If you work in the technology sector, good news: You’re chances of losing your job fell dramatically last year.
Challenger, Gray & Christmas said Monday that computer, electronics and telecommunications firms announced 37,038 planned job cuts in 2011, the lowest level since the company started keeping tabs on such cuts in 1997.
That’s a 79 percent drop from 2009, when layoffs in the tech sector hit a peak of 174,629. It’s also a 21 percent drop from 2010, the outplacement firm said.
In total, U.S. companies across all industries announced 606,082 layoffs in 2011, up 14 percent from the year before.
Challenger, Gray only counts layoffs that companies announce publicly, so it’s possible some companies are quietly cutting staff.

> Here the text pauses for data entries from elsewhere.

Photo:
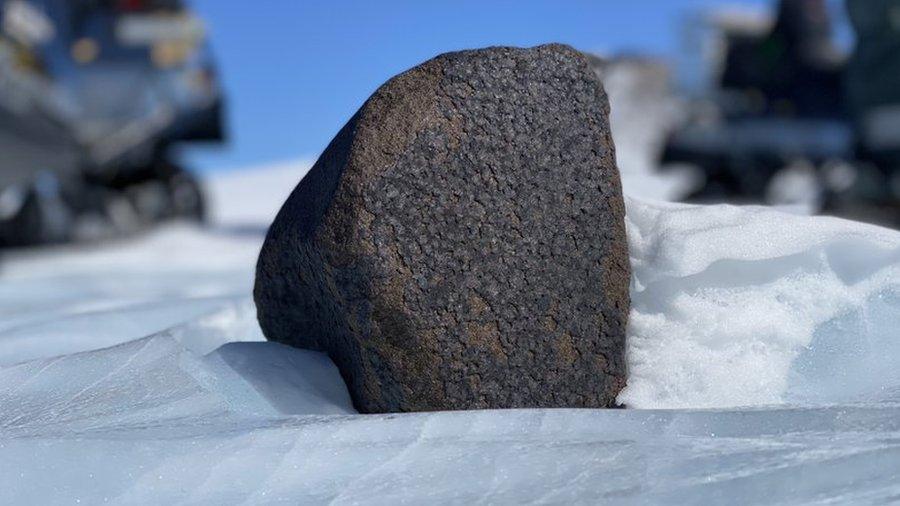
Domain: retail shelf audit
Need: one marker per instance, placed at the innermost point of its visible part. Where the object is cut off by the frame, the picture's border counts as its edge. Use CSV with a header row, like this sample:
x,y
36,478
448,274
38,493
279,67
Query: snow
x,y
747,306
135,373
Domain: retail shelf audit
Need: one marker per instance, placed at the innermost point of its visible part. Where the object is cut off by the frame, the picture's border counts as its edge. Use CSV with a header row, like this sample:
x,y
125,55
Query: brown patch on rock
x,y
461,243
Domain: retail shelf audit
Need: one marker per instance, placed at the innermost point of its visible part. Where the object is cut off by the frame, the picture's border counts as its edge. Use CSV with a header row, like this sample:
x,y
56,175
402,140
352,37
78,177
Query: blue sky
x,y
296,70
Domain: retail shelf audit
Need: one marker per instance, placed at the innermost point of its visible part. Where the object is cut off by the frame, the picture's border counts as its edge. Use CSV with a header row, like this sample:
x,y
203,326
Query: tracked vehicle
x,y
94,94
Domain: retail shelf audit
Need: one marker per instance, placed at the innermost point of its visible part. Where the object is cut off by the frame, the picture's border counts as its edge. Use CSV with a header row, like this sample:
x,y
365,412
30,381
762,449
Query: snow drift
x,y
128,380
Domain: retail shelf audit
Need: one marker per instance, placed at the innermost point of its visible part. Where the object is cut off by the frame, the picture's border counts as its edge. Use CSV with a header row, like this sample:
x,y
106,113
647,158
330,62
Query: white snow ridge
x,y
135,373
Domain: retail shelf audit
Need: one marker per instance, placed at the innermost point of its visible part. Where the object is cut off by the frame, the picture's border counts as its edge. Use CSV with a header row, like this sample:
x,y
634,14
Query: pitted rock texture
x,y
461,243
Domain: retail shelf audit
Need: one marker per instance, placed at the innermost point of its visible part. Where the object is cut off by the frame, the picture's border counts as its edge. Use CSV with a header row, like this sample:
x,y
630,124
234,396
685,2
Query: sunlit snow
x,y
135,373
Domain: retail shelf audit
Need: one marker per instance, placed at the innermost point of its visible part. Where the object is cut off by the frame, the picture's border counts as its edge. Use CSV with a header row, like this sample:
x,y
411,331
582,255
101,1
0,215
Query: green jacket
x,y
873,74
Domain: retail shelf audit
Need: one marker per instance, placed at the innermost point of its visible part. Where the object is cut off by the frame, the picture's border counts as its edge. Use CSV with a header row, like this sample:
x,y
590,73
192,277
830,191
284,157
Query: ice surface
x,y
128,380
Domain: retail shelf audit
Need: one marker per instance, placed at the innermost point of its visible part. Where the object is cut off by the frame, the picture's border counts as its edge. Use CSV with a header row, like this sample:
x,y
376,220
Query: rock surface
x,y
461,243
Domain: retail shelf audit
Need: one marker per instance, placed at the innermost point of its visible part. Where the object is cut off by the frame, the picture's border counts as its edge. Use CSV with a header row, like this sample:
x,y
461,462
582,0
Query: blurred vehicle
x,y
93,95
792,119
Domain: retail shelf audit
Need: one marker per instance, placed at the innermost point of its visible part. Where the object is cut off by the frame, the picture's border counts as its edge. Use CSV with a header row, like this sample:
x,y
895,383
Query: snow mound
x,y
133,380
742,306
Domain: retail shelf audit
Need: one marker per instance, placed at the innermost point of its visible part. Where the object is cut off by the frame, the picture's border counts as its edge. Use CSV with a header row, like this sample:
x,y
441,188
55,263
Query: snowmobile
x,y
94,94
781,125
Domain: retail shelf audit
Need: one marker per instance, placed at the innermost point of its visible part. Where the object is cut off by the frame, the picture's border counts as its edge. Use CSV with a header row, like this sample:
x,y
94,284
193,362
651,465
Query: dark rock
x,y
461,242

It also offered one other caveat: Tech-sector layoffs surged in the second half of 2011, which could portend an uptick in layoffs this year.
Still, Challenger, Gray is predicting that the technology sector will continue to grow in 2012. It notes that, according to the Bureau of Labor Statistics, computer and electronic manufacturing companies saw a net gain in jobs in 2011, for a total of about 1.12 million.
In general, the economy has been slowly adding jobs each month as the country works to recover from the Great Recession.
The technology industry has long been a hub of both good and bad employment news. While some IT workers have had their jobs outsourced to cheaper overseas locales, other computer scientists and engineers have found their skills to be in high demand.
The earnings season hasn't offered clear guidance on where tech firms are headed. Google surprised Wall Street last week with a rare earnings miss, for example, while computing giant IBM beat its earnings estimates for the quarter.